Taylor, Madonna Push for Title

WEIRTON – In coaching football, you can usually take one of two paths.

One option is being a fiery, in-your-face type like maybe a Mike Ditka, Bill Parcells or Jon Gruden.

The other is the mild-mannered approach like, say, a Tom Landry or Bill Walsh.

On the surface, Madonna coach Doug Taylor looks more like a Landry type. But he has his moments.

”Sometime he gets really fired up,” Blue Dons quarterback Ross Comis said during a break in a Madonna practice this week. ”Most people get fired up if something goes wrong.

”But he’s just a humble guy and a great coach and a great guy.”

It’s been a whirlwind couple of years for Taylor, who finally is getting his spot in the limelight after years of toiling as an assistant coach.

But he really doesn’t want any part of the limelight. It’s the kids whom he wants to see get the attention.

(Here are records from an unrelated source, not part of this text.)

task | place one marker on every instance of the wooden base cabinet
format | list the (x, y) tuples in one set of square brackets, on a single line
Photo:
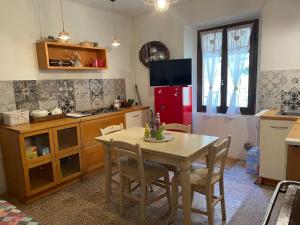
[(293, 162), (38, 161), (273, 149), (42, 158)]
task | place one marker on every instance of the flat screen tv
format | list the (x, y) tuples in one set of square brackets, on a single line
[(171, 72)]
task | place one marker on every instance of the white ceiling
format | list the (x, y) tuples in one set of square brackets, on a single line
[(128, 7)]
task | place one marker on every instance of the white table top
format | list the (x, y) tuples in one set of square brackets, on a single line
[(183, 146)]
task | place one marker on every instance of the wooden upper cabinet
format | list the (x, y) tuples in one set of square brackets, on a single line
[(60, 51)]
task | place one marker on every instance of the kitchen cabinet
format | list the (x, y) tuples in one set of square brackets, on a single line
[(273, 149), (37, 162), (41, 158), (47, 51), (293, 162), (137, 118)]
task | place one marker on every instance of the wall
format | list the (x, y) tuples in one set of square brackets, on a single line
[(280, 62), (20, 29), (177, 29), (280, 35), (19, 26)]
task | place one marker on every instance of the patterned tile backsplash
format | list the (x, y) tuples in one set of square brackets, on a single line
[(279, 89), (69, 95)]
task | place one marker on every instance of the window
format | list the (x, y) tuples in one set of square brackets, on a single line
[(227, 68)]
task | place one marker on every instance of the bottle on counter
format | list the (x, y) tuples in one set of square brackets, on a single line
[(157, 121)]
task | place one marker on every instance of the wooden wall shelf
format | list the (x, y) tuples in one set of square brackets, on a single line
[(63, 51)]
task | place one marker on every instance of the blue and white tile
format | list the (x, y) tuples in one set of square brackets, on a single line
[(26, 94), (65, 88), (6, 87), (7, 108), (67, 104), (96, 87), (82, 89), (272, 83), (47, 90), (120, 88), (108, 100), (108, 87), (83, 104), (48, 104), (97, 102)]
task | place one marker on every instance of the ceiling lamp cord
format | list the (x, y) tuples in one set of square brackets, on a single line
[(115, 42), (160, 5), (63, 36), (62, 16)]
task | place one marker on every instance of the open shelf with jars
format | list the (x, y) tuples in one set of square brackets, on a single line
[(59, 56)]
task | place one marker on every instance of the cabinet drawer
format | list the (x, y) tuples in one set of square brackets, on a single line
[(136, 119), (93, 157), (272, 148), (91, 129)]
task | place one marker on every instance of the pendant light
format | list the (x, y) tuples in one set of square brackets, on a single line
[(63, 36), (115, 42), (160, 5)]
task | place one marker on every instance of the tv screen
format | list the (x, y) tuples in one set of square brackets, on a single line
[(171, 72)]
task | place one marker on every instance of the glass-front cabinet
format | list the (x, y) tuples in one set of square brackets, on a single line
[(41, 177), (38, 146), (69, 166), (66, 138)]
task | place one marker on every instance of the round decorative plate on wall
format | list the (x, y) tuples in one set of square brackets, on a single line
[(153, 51)]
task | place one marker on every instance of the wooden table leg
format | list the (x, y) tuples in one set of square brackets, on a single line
[(107, 171), (186, 191)]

”I really don’t think about it too much,” said Taylor, who guided West Virginia in the Rudy Mumley OVAC All-Star Charity Football Classic in July. ”I’m really trying to get the kids a state title. They’ve worked really hard and they’ve done everything I’ve asked of them.

”It’s all about those kids.”

The Blue Dons will aim for their third West Virginia Class A state title, and second in four years, at 7 on Saturday night against Wahama in the Super Six finale at Wheeling Island Stadium.

”It’s super,” Taylor said. ”I’m just happy for these kids. They’ve worked so hard. And I’m happy for the school.”

He’s also happy for Weirton and Hancock County.

”They’ve been great and they’ve been following us,” he said.

”At Tucker County we had a great turnout. It almost felt like a home game for us. (Our fans) were just as loud as Tucker County’s.”

Taylor was well-versed in the program’s support when he applied for the job of head coach last year. In fact, it was one of the big draws.

”I knew they had a great tradition here and a reputation for having hard-working kids and that’s what it’s all about,” he said. ”If you can get the right coaching staff that’s willing to work together and you get the right group of kids that’s willing to work hard you’re gonna be successful.”

Taylor’s paid his dues, too.

Prior to arriving at Madonna, he served as Oak Glen’s offensive coordinator for two years. Prior to that, he spent nearly a decade at Weir, serving as the Red Riders’ offensive coordinator the last few years, including on the 2005 Class AA championship team.

So, he’s been in the big games before. Will it make a difference this week? He hopes so.

”I think it helps,” Taylor said. ”Most everyone (on our staff) except one coach has been involved in the Super Six. As a staff, we’re pretty keen on what happens from here on out.

”But, Wahama has been there, too.”

That’s true. But the Blue Dons will be playing on the Wheeling Island Stadium turf for the second time this season and in the title game for the third time in five years.

Bob Kramer guided the Blue Dons to their last state title in 2009. If Madonna wins, Taylor will be the third coach to lead the school to a title.

”Madonna has a lot of tradition and Coach Kramer did a great job,” Taylor said of his predecessor. ”He revived it. He and his coaching staff at that time did a wonderful job … a miraculous job of getting kids to believe in the program, getting wins, getting into the playoffs and winning a state title.

”My hat’s off to him and all the hard work he did.

”I’m just gonna try and take it from here.”